This Week (In Social Services): Deadline Time

By Real Change • on February 1, 2010

by Adam Hyla

Some old bills and some new bills show up this week in committee. They’re the last to be heard before cutoff arrives: it’s deadline time for legislation.

Looming Tuesday is the House’s deadline for policy committees to review and vote on bills. If they’re not approved by the majority vote of their designated committee by end of day Tuesday, house bills that don’t impact state spending will be dead. The House Ways and Means committee and other committees that deal with the operating budget, like Health and Human Services Appropriations, has an extended deadline of Tuesday, Feb. 9.

Count House Bill 2906, which would bring in $100 million for affordable housing development, and H.B. 2622, the Fair Tenant Screening Act, among those nearing the cutoff dates without a vote scheduled. Though neither are on the agenda, H.B. 2906 may get one today at 1:30, while H.B. 2622 could get its turn tomorrow morning at 9 a.m.

First, on Monday, we have a committee vote on H.B. 2623, which makes mortgage lenders grant a one-year reprieve to any borrower in foreclosure who also happens to be receiving unemployment benefits.

After the House cutoff Tuesday night, the Senate has just three days to get its bills passed out of their committees. Bills not voted out over there, too, will be dead by the weekend. As is typical at this point in the process, big, important, complex bills must fit through an opening that’s getting smaller and smaller.

Medical interpreters are getting a chance at reorganizing in the direct employment of the state, and under a collective bargaining agreement, with S.B. 6726, which will be heard Tuesday by the Senate’s labor and consumer protection committee.  State and federal funding pays for interpreters that allow patients who don’t speak English to communicate with their doctors — a service that immigrant groups said last week was vital to the welfare of 400,000 people.
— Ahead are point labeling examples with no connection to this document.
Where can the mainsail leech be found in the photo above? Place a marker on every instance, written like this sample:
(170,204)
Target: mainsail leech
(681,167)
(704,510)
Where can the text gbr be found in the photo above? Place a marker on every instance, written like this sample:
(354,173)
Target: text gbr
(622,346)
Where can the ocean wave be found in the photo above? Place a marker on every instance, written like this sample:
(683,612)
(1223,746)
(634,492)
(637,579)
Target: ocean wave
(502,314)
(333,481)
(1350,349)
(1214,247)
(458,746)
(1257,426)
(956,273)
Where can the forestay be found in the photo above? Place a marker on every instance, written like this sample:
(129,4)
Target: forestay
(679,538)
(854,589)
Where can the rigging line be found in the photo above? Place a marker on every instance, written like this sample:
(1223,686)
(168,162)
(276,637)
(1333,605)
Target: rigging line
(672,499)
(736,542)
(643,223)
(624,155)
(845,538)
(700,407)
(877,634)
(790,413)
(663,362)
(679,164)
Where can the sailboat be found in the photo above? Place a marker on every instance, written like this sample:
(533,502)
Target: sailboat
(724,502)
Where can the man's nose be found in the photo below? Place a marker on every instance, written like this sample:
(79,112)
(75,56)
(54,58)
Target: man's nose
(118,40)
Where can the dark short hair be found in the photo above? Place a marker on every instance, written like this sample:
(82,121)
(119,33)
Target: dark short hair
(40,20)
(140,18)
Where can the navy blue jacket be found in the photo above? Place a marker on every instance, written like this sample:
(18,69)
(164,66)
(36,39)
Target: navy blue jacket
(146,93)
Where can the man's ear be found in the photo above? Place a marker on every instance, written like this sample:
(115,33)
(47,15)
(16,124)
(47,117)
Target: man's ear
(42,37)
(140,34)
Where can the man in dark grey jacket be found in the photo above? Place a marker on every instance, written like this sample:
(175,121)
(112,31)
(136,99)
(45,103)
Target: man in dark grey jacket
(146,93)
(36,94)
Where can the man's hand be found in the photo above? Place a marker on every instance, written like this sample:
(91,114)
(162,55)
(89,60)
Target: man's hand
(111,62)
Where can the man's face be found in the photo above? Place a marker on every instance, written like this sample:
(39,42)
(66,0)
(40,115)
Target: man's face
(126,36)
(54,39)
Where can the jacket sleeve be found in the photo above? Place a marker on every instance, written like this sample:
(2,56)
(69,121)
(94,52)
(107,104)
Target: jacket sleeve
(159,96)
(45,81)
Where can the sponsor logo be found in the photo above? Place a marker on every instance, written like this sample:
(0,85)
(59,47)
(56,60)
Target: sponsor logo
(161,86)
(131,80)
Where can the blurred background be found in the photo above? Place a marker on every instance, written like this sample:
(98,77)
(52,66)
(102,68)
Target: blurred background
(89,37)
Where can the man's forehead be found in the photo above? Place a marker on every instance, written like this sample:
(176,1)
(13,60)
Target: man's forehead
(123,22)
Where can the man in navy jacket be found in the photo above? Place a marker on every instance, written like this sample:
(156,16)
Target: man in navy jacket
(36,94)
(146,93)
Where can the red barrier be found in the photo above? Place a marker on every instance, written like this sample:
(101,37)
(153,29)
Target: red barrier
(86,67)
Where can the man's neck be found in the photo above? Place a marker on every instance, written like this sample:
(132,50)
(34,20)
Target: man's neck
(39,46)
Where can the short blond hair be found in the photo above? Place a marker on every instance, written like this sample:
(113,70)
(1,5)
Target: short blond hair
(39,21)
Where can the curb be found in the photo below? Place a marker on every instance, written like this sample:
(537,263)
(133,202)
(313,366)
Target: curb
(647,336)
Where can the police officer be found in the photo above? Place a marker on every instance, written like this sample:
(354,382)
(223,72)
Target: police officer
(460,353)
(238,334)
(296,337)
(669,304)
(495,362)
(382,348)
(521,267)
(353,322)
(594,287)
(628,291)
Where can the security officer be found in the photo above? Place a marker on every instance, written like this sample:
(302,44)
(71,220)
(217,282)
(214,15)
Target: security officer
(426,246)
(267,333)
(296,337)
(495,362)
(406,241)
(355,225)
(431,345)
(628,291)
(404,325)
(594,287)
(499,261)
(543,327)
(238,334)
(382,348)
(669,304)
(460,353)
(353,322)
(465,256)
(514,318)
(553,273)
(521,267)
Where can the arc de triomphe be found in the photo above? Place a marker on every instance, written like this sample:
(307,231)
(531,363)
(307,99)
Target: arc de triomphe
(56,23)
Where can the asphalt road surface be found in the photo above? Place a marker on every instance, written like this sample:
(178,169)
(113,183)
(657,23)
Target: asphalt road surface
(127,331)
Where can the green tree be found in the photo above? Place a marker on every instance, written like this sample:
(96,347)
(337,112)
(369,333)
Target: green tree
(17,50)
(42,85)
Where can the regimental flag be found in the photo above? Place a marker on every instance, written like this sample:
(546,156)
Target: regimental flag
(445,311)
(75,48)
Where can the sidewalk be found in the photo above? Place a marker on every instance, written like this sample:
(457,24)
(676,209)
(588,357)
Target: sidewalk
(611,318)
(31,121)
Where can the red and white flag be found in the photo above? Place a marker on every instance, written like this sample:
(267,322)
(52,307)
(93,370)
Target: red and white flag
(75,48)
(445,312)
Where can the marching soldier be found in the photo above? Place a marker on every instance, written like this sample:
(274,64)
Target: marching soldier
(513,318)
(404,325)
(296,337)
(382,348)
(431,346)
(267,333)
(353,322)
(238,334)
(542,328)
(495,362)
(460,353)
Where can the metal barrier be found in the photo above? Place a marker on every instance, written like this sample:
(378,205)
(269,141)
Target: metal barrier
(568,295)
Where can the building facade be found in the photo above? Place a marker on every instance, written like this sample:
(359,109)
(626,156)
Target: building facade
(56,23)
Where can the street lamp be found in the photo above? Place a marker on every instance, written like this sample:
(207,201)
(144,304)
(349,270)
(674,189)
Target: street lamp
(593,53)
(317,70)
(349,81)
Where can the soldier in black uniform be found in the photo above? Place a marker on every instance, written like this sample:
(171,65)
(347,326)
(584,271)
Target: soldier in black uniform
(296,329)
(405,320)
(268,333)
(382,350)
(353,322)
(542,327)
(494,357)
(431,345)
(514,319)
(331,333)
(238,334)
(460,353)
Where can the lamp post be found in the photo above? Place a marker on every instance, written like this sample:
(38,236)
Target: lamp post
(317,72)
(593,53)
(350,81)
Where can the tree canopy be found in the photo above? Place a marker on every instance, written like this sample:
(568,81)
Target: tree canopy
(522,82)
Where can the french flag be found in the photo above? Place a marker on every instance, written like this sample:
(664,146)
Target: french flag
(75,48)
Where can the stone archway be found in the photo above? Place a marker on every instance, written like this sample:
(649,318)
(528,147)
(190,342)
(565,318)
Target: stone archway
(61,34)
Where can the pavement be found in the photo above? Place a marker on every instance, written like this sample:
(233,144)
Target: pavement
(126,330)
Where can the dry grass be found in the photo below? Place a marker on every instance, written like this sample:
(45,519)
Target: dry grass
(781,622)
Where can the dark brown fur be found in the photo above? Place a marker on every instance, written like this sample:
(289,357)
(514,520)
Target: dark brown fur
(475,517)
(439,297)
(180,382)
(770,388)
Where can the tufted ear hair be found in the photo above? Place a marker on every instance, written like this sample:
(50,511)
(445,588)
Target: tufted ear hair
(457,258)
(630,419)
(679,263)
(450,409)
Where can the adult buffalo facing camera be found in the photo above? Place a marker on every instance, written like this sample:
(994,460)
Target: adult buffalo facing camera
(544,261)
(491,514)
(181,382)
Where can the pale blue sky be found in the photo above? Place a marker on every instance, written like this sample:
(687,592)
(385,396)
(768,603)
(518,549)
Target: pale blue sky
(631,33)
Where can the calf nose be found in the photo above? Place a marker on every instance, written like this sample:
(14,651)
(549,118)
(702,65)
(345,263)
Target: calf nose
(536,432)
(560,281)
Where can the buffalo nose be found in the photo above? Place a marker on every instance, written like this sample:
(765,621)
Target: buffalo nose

The Senate Health and Long Term Care committee is looking at a new bill to devise appropriate, adequate alternatives to the institutional settings in which the state’s developmentally disabled live, as officials look for ways to save money by closing them down. It’s S.B. 6780, to be heard this Wednesday at 8 a.m.

Senate Bill 6639, which eases sentences for felons with children, will be heard this Thursday before the Senate Human Services & Corrections Committee. The bill’s House twin got a hearing last week.

One thing has cleared the first cutoff hurdle: looming for a vote on the House floor is H.B. 2484, which gives tenants and landlords 30 days’ notice before an eviction when they’re in a month to month rental agreement. The bill originally introduced included a 60-day eviction notice for anyone living in their rental unit for more than a year, but was changed in the House Judiciary Committee. A vote won’t necessarily take place this week; legislators’ deadlines for all floor votes is Feb. 16. Its companion bill, S.B. 5549, is ready for a floor vote over in the Senate.